First and foremost, I will look at the character of Ripley. Sigourney Weaver’s role as Ripley was a career changing one, making her one of the first true female action heroes. I mean, how could she not be considered an action hero, regardless if she is a woman or not? Ripley is badass. If we are talking about her as an action hero it is important to remember that Ripley is not a super human with super abilities, she is a normal woman who survives the Alien attack with her own wit and skill. It is in this sense that I find her one of the most feminist characters because she is able to achieve and survive based on her own merits, not because of some freak turn of events which gave her advantage over the Alien.
Secondly, I turn to a number of the imagery and themes which appear not just in Alien but throughout the franchise. These images and themes are sexual in their basis, whereby phallic and vaginal imagery is littered throughout the film (once you notice it, it is impossible to miss). Even the Alien itself is comprised of phallic imagery in which it impregnates its victims with eggs that then burst out of their chests. In this sense, Alien is a film about rape and the ‘male fear of female birth’. It turns on its head the narratives around rape that often paint women as inherently victim by having them as the ones whom fight back.
4. Legally Blonde
I’m sorry but who doesn’t love Legally Blonde? Elle Woods inspired a generation of girls to turn ‘You got into Harvard?!’ ‘What, like its hard?’ from a funny quote to mantra of empowerment.
The film tells the story of Elle Woods a popular, blonde sorority president who is heartbroken when her boyfriend Warner Huntington III breaks up with her, instead of proposing to her. He explains that he needs someone more ‘serious’ in order to achieve his dreams of completing Harvard Law School and becoming a senator. Elle deciding to enrol at Harvard too in order to win him back.
Now, the one critique people always bring up about Legally Blonde is that Elle Woods only gets where she is in the film (Harvard, Professor Callahan’s internship ect) because she was chasing a man in the first place. That can be a valid point, yes the film does begin with Elle trying to get into Harvard because that’s where Warner is going. However, the film isn’t about Warner or Emmett or any of the men and boys in Elle’s life. The film is about Elle coming into her own in spite of those around her (See: Warner) not believing that she can do it.

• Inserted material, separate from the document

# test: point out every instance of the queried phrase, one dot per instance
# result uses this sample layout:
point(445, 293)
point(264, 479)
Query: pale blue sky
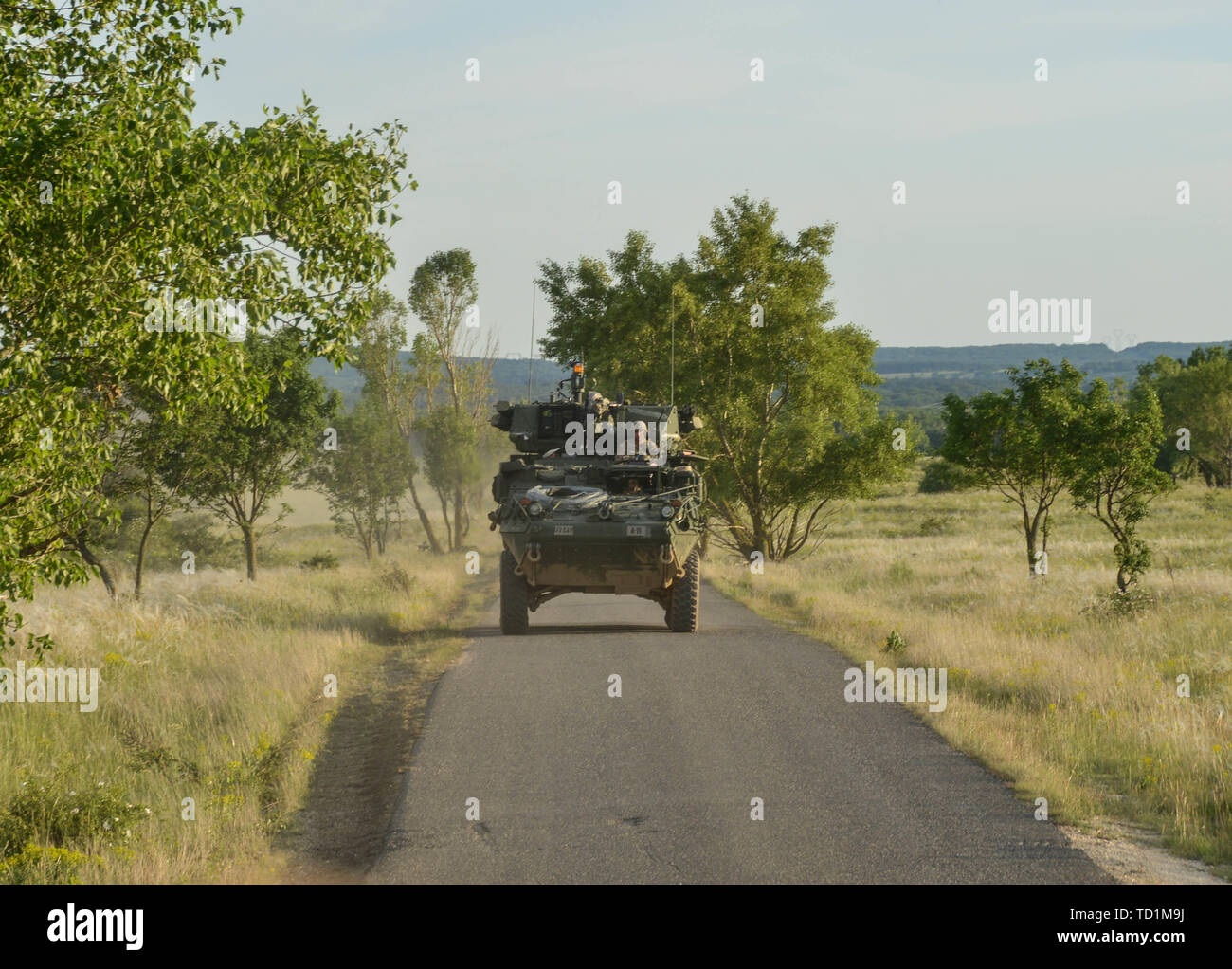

Throughout the film Elle is shown to be a resourceful, intelligent and with a quick-wit. Her intelligence being something that many of the characters doubt throughout the film, and something many viewers do not take note of till around half way through. I mean, it is literally in the first ten minutes of the film that Elle easily proves wrong a sales woman who thought Elle was an easy target for a mark-up on a dress. Elle knowing off hand what season the dress was from, the cut and the stitching that should be used on it, as well as the fact that she was not going to pay full price for a ‘last year’ dress. Many viewers underestimate Elle at this point in the film but why? Is it because she is studying fashion at UCLA? (which she has a 4.0 GPA in, might I add).
The fact is that this film is, in its entirety, about showing how women are often worth more than they allow themselves to be seen for, and Elle Woods proves that. While she might end up with the ‘nice’ guy Emmett at the end is not important to the plot or Elle’s character, she does not need him, and it is just a minor side plot.
Elle Woods is a feminist icon through and through. Not only that but she proves that you can have it all and still wear pink – her signature colour.